GEE correlation structure's number of parameters I am kind of confused on GEE correlation structure's number of parameters. Say I have 10 students(or clusters) and I measure their physical strength 10 times for each of them with their corresponding covariates over time. I want to specify GEE's unstructured correlation.
So for each person, I have 9 choose 2 parameters for correlation. That is 36 for each cluster(person). In total, I would have 360 different correlation parameters and I have an non identifiable model.
Is this correct?
Update:
Assume that 1 person got 9 measurements and 2 person got 3 measurements. In this case, there is no reason to assume same correlation structure in each cluster. Can I assume that variances are all the same here? I could have variance in cluster different as well.
 A: No, there will be 10 choose 2 correlation parameters, which are assumed equal across all participants, giving a total of 45. The correlation between measurements at time $t$ and time $t^\prime$ for individual $i$ is $\alpha_{tt^\prime}$, giving correlation matrix
$$
COR(Y,Y) = \begin{pmatrix} 
1 & \alpha_{1,2} & \alpha_{1,3} & ... & \alpha_{1,10}\\
\alpha_{1,2} & 1 & \alpha_{2,3} & ... & \alpha_{2,10}\\
\ldots & \ddots & & & \vdots\\
\alpha_{1,10} & \alpha_{2,10} &  & ... & 1\\
\end{pmatrix}
$$
That is still a lot of $\alpha$ parameters to estimate, but it's sometimes manageable.
This assumes common observation times in the data. But if some participants missed certain observation times that isn't necessarily a problem. For example, imagine that participant 7 was only observed at times 1 and 10, but missed the middle 8 observations. Then $Cor(Y_{7,1}, Y_{7,10}) = \alpha_{1,10}$ is still a reasonable assumption.

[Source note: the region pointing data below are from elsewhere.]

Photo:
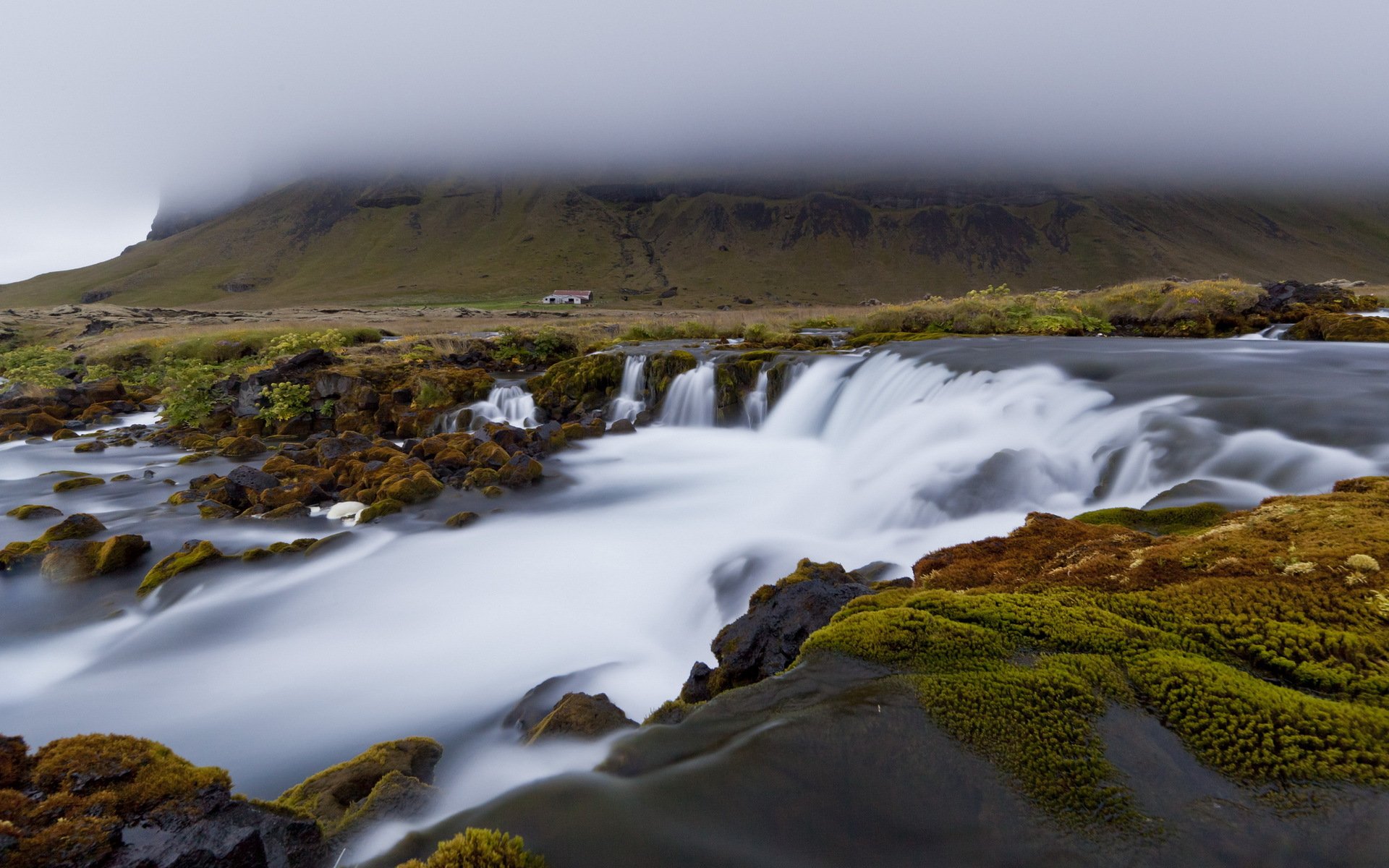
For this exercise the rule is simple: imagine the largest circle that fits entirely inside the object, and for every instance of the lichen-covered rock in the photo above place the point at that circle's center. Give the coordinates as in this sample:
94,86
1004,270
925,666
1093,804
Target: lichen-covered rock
416,488
462,520
581,715
34,510
81,560
241,448
768,637
388,780
1341,327
520,471
380,509
193,555
42,425
213,510
577,386
78,482
120,801
480,849
74,527
252,478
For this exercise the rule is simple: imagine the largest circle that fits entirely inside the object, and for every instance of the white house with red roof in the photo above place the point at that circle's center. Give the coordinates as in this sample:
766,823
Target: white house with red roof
569,296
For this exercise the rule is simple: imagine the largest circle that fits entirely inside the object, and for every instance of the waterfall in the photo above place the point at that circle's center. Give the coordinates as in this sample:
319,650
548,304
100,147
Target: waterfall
755,404
691,398
510,404
631,398
885,456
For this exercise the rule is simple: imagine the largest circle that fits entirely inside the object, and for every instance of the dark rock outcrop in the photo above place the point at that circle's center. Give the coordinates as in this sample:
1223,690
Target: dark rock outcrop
768,638
582,715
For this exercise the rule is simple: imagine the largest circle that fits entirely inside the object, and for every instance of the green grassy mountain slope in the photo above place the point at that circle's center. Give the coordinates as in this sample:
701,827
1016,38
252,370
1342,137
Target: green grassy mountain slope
451,241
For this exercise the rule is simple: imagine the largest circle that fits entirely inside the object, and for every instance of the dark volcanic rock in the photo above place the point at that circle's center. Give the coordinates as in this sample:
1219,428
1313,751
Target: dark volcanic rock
768,638
1278,297
229,833
252,478
584,715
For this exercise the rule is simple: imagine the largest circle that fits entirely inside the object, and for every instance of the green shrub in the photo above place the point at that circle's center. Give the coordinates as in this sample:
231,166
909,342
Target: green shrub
481,849
284,401
188,391
35,365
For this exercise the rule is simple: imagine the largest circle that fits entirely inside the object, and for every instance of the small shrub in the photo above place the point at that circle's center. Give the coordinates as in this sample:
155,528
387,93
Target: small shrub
35,365
284,401
481,849
188,392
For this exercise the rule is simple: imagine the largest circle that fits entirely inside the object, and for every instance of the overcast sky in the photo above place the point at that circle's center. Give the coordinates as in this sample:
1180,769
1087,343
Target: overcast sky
106,104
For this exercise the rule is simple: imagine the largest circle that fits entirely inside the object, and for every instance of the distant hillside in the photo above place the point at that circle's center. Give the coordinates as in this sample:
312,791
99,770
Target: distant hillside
703,244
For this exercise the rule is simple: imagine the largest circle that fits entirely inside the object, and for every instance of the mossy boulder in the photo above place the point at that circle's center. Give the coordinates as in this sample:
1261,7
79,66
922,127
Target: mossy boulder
577,386
481,849
241,448
768,637
448,386
193,555
388,780
75,484
489,454
42,425
481,478
581,715
80,560
1260,642
1341,327
214,510
74,527
1167,520
34,510
417,488
380,509
661,371
520,471
103,800
462,520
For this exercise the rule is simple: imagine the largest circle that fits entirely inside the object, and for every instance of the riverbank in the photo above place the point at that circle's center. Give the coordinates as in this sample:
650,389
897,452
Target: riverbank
617,569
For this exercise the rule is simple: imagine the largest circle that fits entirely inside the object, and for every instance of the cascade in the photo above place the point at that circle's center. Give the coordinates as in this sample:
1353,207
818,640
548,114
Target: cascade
510,404
877,457
689,401
631,398
755,404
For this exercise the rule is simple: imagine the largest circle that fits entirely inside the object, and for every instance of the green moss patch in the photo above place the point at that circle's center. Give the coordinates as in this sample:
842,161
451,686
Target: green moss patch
1262,642
1168,520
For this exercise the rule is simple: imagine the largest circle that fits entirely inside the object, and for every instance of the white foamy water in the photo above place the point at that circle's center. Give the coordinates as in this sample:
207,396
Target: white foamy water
510,404
631,395
628,573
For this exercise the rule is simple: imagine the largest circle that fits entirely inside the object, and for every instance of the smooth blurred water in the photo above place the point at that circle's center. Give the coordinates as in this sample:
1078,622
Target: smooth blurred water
624,573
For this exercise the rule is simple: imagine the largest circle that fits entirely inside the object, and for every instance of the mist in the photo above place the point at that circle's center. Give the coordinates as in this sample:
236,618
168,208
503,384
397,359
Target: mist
109,107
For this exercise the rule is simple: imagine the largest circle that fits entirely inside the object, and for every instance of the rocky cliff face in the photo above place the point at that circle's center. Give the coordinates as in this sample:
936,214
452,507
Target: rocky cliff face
449,239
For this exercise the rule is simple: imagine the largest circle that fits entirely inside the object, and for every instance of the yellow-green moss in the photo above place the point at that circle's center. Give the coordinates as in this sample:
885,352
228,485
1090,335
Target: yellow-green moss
1016,644
193,555
34,510
481,849
383,506
78,482
1168,520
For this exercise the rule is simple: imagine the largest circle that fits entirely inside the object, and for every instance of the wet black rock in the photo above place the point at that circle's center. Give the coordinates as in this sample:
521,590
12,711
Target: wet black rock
252,478
768,638
228,833
581,715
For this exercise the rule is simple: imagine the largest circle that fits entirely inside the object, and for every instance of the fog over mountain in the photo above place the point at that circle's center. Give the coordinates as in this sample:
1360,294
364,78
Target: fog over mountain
107,107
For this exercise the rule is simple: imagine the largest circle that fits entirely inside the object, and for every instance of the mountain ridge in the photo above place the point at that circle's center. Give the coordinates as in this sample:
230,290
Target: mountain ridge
709,243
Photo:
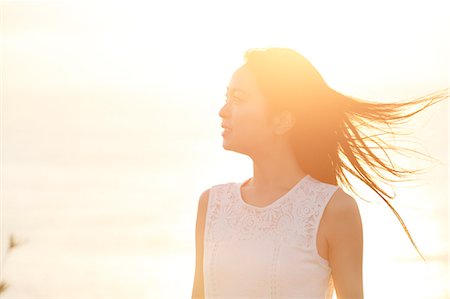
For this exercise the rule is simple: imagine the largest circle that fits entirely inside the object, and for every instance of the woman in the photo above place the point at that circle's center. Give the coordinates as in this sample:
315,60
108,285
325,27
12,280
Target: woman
290,231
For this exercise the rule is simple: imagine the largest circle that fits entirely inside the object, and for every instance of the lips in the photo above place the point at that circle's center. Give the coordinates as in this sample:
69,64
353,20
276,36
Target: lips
226,127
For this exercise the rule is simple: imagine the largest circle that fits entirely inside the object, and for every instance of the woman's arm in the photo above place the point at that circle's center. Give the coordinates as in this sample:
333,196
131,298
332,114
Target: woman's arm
345,245
198,288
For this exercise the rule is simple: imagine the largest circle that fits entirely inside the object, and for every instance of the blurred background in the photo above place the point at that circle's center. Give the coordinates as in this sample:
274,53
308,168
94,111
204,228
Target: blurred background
110,132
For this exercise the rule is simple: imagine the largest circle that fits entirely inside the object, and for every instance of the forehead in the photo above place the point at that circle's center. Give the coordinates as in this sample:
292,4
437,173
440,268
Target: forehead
243,79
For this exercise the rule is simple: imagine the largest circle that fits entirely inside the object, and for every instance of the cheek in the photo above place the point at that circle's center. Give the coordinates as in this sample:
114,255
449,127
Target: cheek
252,124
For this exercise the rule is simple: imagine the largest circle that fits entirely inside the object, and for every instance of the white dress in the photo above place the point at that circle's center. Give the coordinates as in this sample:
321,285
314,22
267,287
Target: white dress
266,252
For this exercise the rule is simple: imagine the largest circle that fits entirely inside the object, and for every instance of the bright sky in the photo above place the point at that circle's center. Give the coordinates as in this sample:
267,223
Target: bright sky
378,49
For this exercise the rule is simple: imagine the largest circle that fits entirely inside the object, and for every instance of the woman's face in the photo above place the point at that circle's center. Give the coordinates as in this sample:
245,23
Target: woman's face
243,114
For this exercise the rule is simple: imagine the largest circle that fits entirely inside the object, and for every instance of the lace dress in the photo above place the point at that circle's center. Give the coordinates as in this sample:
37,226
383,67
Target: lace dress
266,252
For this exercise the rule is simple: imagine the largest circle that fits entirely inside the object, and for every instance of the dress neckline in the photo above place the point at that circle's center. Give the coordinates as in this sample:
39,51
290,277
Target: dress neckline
277,201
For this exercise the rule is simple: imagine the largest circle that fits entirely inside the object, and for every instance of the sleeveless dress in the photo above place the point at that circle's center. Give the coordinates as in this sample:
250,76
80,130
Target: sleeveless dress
266,252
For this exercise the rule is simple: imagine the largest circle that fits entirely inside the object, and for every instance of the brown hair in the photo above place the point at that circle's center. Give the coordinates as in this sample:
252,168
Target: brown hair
330,135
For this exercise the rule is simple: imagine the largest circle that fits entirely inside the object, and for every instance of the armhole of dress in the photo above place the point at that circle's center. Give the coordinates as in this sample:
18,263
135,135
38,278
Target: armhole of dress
331,191
208,216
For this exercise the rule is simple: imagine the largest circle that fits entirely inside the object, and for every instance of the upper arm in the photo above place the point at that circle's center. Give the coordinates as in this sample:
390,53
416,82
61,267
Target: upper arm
198,288
345,245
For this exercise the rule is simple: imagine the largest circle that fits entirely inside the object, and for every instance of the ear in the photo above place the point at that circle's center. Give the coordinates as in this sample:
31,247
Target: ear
283,122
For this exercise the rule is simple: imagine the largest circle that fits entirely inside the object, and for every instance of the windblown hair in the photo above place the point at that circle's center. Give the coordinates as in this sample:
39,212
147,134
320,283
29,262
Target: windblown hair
334,133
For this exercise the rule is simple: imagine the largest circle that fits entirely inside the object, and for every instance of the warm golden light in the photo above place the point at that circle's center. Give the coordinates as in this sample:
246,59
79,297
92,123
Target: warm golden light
110,131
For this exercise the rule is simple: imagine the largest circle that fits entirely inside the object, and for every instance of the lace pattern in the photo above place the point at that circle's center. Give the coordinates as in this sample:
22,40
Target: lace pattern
295,220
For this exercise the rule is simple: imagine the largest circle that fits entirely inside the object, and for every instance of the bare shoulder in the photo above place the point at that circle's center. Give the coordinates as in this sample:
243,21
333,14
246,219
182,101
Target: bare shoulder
342,217
341,204
203,200
202,207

If the assumption of a common correlation structure is unsuitable for your data, then these GEE models should not be used. For example, if you have two groups under study where one group has strong correlations in their responses and the other group does not have correlated responses. I think it might be possible to model the correlation parameters as a function of $X$, but I'm not sure.